8. How about the guys that aren’t chubby chasers? Those are some real charmers right there….”You know, I normally don’t go for big girls….”. Ok. So I’m the graaaand exception, and I’m supposed feel super special? No. I normally don’t go for the mentally handicapped, so you thank ME, how about that?
9. I won’t miss girls who look at me like I committed a felony when I walk down the street with a reeeeeally good looking guy. Hate on me, hater! But hey, don’t worry….he usually plays shallow and doesn’t go for my type. Maybe he’ll pick you next time? Good luck with that!

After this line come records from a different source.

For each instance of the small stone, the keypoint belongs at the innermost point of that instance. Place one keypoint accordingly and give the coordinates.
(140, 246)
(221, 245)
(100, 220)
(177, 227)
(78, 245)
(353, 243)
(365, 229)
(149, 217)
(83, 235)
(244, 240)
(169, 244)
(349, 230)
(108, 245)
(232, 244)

10. Ahhh. I think I’ll end here, before I get even more riled up. I will not miss walking into a store and having to beeline for the accessories. I patiently (ha, right) await the day that I can shop in any store, and buy anything I’d like. Unfortunately, I know the shoes will always be an issue (it’s 2011, and models have HUGE feet. Can I puh-leeeze get Size 11 cute shoes regularly in stock? DANG!), but hey….progress is progress!
Well, this was VERY fun for me. And although I know I seem to be bitter and cynical in some respects…I am truly having fun with this. And I am not resentful….just observant. There are stigmas about every body type…but I’ve become very familiar with the ignorant ones that chase after the “chubbies” like myself. Sometimes, you just have to keep it real, call ’em out, and keep on going.